Tarquinius pareció sentirse incómodo durante unos instantes, pero enseguida le rodeó los hombros con un brazo.
Era muy raro que el arúspice mostrase semejante emoción y, sollozando como un niño, Romulus lloró por lo que aquello significaba. Tarquinius también sufría por la muerte de su amigo. Al final, las lágrimas se secaron y Romulus levantó la vista.
Sus miradas se encontraron y se observaron durante un buen rato.
El rostro de Tarquinius mostraba una franqueza que Romulus no había visto jamás. Le aliviaba no ver en él ninguna maldad.
Sorprendentemente, fue Tarquinius quien apartó primero la mirada.
—Sabía que Brennus encontraría la muerte en la India —explicó con voz queda—. Estaba escrito en las estrellas la misma noche en que nos conocimos.
—¿Por qué no se lo dijiste?
—Entonces no lo quería saber, si es que ha querido saberlo en algún momento —respondió el arúspice mirándolo fijamente—. Tú también lo sabías.
Romulus se sonrojó.
—Aconsejaros a los dos que os retiraseis con Longinus hubiese sido interferir con vuestro destino —prosiguió Tarquinius—. ¿Habrías deseado que lo hiciera?
Romulus negó con la cabeza. Pocas cosas disgustaban más a los dioses que el hecho de que alguien intentara cambiar el curso de su vida.
—Yo no fui el primero en predecir el futuro de Brennus. Su druida se lo había dicho —continuó Tarquinius—. Creer en esa profecía fue lo que lo ayudó a sobrevivir durante tanto tiempo en el
ludus
. Y también en Astoria y en ti, por supuesto.
Todavía recordaba vívidamente el primer encuentro con el inmenso galo. Tras matar a un
murmillo
que había tomado como rehén a Astoria, la amante de Brennus, Romulus había provocado la ira de Memor, el cruel
lanista
. A la mañana siguiente, como castigo, debía enfrentarse solo a un desalentador combate y Romulus, que no tenía donde dormir, empezaba a desesperarse. Brennus fue el único luchador que le ofreció cobijo. No era de extrañar que su amistad se iniciase a partir de ahí.
—Aparte de querer lo mejor para ti, Brennus sólo deseaba una cosa.

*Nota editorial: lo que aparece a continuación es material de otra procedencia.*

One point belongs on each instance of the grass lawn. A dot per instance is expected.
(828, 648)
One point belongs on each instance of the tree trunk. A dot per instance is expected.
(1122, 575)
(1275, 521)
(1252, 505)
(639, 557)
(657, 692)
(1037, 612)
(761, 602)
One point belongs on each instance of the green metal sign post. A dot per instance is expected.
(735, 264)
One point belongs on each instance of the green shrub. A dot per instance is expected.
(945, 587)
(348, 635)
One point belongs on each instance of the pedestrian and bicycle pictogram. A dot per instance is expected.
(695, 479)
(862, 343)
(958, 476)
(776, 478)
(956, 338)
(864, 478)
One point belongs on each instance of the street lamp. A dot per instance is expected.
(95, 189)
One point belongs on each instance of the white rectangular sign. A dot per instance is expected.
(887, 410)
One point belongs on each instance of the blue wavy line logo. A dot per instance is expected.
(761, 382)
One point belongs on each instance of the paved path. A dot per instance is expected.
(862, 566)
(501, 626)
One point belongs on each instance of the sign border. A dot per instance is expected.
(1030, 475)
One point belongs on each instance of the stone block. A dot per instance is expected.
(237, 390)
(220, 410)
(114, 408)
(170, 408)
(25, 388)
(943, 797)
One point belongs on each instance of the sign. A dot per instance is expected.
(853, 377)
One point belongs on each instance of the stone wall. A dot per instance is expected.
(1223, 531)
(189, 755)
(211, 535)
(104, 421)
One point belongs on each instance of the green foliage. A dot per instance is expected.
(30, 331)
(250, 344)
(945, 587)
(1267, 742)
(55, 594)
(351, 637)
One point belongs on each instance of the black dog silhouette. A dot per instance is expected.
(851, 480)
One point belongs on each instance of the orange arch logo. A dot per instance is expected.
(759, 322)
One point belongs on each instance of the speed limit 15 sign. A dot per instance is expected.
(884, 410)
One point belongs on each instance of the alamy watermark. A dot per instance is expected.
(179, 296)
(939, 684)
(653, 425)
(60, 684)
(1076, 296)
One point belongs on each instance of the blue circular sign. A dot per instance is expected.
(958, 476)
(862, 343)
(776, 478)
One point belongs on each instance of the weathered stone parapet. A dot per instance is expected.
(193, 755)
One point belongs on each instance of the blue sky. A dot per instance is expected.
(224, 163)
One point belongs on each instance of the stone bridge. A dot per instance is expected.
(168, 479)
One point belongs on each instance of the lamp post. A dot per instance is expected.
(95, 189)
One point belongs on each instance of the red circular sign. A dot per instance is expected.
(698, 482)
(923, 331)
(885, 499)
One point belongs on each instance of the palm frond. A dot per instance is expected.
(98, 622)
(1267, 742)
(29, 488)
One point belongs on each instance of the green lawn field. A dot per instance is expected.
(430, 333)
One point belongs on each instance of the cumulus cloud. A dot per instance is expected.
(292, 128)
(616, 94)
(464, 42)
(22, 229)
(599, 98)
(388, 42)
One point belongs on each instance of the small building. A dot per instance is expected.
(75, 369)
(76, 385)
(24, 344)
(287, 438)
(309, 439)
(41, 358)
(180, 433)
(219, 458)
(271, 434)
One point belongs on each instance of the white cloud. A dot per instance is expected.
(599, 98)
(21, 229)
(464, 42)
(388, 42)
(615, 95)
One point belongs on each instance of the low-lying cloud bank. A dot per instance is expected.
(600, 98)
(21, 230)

Romulus sabía lo que Tarquinius iba a decir a continuación.
—Recuperar su honor salvando a un amigo.
—Porque anteriormente no había podido hacerlo —terminó Romulus—. Ni con su esposa ni con su hijo.
—Ni con su tío ni con su primo.
A Romulus lo invadió un fuerte sentimiento de fe.
—Al final los dioses le concedieron su último deseo.
—Eso creo.
Los dos hombres se sentaron durante un rato para honrar el recuerdo de Brennus.
Más abajo, un pez dio un gran salto en el aire y capturó una mosca. Salpicó ruidosamente al entrar de nuevo en el mar.
Romulus arrugó la nariz por la peste que subió del agua. Por extraño que fuese, le recordó a su antiguo amo. El cruel comerciante no se lavaba mucho. De repente, decidió poner a prueba la honestidad de Tarquinius.
—¿Y Gemellus?
El arúspice pareció sorprenderse.
—Sus últimas empresas no han ido bien. No sé nada más —contestó.
Satisfecho y contento con esta sencilla respuesta, Romulus se atrevió con otra pregunta:
—¿Mi madre y Fabiola todavía están vivas?
Aquélla era su mayor esperanza, el ascua que todavía ardía y que él conservaba como si fuese la mismísima fuente de la vida. Por miedo a la respuesta del arúspice, Romulus nunca se había atrevido a mencionarlo antes.